Am 27. Juli 2001 wurde das Betriebsverfassungs-Reformgesetz im Bundesgesetzblatt veröffentlicht, und schon am 28. Juli trat es in Kraft. Das wäre alles kein Problem, wenn es das Gesetz schon in lesbarer Form gäbe. Das Reformgesetz sagt nur, in welchem Paragrafen etwas ergänzt oder gestrichen oder geändert wird: das hindert die Lesbarkeit enorm. Und dtv kommt mit der 60. Auflage seiner Beck-Texte zum Arbeitsrecht voraussichtlich erst im Frühjahr 2002 auf den Markt.

Das ist bereits als Literatur erschienen:

Reinhard Richardi: Die neue Betriebsverfassung – Ein Grundriss. München: C.H. Beck Verlag. 2001.
ISBN 3-406-48451-4. 312 Seiten, DM 47,00; € 24,50.
Yvonne Trebinger: Das neue Betriebsverfassungsrecht. Bonn: Deutscher Bundes-Verlag. 2001. ISBN 3-935064-05-5. 152 Seiten, DM 19.80; € 10,10.
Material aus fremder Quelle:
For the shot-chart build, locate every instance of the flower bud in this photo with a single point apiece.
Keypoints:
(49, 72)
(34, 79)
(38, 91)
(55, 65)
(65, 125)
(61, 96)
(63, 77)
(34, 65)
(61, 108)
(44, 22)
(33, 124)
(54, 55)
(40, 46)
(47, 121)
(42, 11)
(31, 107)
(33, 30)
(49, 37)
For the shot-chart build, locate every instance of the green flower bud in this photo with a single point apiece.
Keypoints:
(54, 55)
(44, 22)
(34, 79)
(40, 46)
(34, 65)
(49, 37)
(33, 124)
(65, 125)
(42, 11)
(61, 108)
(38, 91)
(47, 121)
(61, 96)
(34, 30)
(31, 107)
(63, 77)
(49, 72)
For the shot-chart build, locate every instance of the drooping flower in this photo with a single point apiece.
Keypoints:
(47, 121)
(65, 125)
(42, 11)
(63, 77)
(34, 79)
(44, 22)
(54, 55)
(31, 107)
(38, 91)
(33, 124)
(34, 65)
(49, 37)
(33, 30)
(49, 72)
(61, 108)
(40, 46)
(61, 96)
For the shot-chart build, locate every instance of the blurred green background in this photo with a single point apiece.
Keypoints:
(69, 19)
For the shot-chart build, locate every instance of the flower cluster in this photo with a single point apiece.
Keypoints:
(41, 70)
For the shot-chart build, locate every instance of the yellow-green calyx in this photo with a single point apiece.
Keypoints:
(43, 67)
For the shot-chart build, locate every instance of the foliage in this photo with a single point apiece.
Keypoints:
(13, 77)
Beide Bücher enthalten auch den neuen Gesetzestext. Bei Richardi findet sich auch eine synoptische Gegenüberstellung.

Diese Links enthalten den kompletten (neuen) Gesetzestext und Synopsen, also Gegenüberstellungen von altem und neuem Recht:
www.juracity.de/betriebsverfassung.de/downloads.htm
www.bayerischewirtschaft.de/demo/arbeit/dls/synopse.pdf (sehr gut!)
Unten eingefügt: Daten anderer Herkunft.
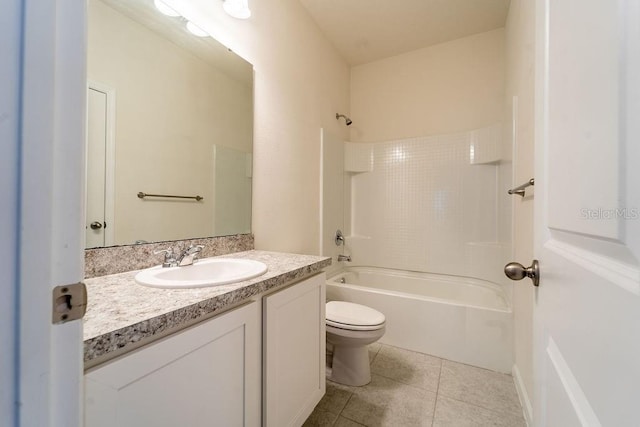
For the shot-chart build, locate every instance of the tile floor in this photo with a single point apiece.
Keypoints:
(415, 389)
Wesentliches Ziel der Reform ist, die Bildung von Betriebsräten zu erleichtern. Die grundlegenden Rechtsänderungen finden sich daher im Bereich Bildung, Wahl, Größe und Entscheidungsbeteiligung von Betriebsräten in Unternehmen und Konzernen. Unter anderem wurde ein vereinfachtes Wahlverfahren für Betriebe von 5 bis 20 Arbeitnehmern eingeführt. Die „neue Betriebsverfassung“ ist in ihrer Struktur die „alte Betriebsverfassung“. Das Reformgesetz hat davon abgesehen, die richterrechtlich gewonnenen Erkenntnisse in das Gesetzesrecht zu übernehmen. Deshalb bleibt es dabei, dass die gesetzliche Betriebsverfassung erst durch die Rechtsprechung des Bundesarbeitsgerichts ihr Profil erhält.
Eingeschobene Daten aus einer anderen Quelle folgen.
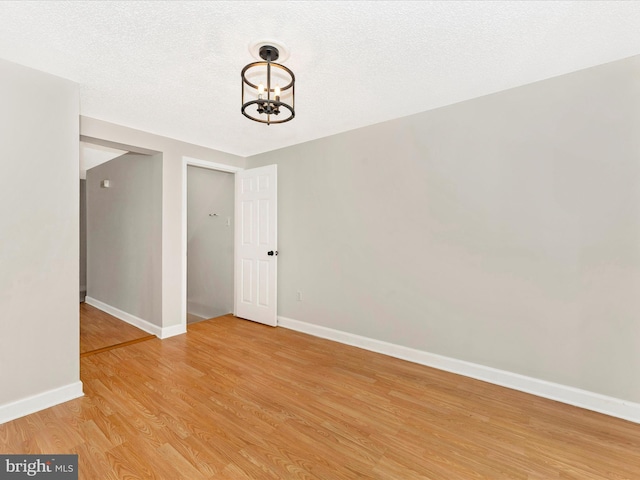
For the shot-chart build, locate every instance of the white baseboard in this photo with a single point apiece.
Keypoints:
(172, 331)
(596, 402)
(35, 403)
(160, 332)
(125, 317)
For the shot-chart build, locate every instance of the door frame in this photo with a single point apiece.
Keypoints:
(220, 167)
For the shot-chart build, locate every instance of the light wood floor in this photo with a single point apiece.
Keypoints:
(232, 399)
(100, 331)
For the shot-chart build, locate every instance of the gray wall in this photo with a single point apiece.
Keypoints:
(38, 233)
(124, 235)
(173, 199)
(83, 239)
(209, 242)
(503, 231)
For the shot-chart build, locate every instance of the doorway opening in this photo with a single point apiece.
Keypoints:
(210, 243)
(120, 239)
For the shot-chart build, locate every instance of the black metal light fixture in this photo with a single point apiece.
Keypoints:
(268, 89)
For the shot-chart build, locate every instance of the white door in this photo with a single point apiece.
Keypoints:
(256, 256)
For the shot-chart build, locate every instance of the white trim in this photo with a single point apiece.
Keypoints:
(172, 331)
(126, 317)
(40, 401)
(211, 165)
(596, 402)
(195, 162)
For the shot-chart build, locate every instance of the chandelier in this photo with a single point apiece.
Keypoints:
(268, 89)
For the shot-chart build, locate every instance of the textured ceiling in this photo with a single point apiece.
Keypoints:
(173, 68)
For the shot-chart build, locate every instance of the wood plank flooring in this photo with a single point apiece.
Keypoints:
(100, 331)
(233, 399)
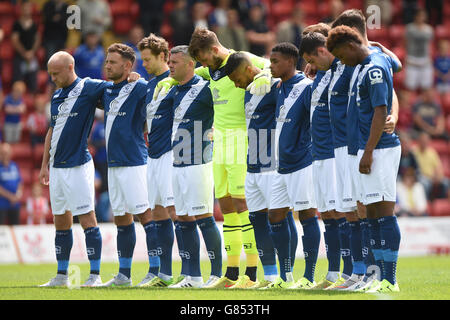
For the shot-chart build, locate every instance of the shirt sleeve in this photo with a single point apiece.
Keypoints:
(203, 72)
(377, 87)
Im folgenden werden nur die wesentlichsten Änderungen angesprochen. Die Paragrafennennungen sind solche des Betriebsverfassungsgesetzes (BetrVG)


Bildung von Betriebsräten vereinfacht
Die Bildung von Betriebsräten wird wesentlich vereinfacht. Während bisher nur in Betrieben mit mehr als 5 Arbeitnehmern ein Betriebsrat gebildet werden konnte, kann dies nun schon in einem Unternehmen mit mehr als 5 Arbeitnehmern geschehen. Für kleinere Unternehmen wurde ein vereinfachtes Wahlverfahren eingeführt (§ 14a). In Betrieben ohne Betriebsrat kann nur der Gesamtbetriebsrat einen Wahlvorstand bestellen ("Mentorenprinzip", § 17 Abs. 1).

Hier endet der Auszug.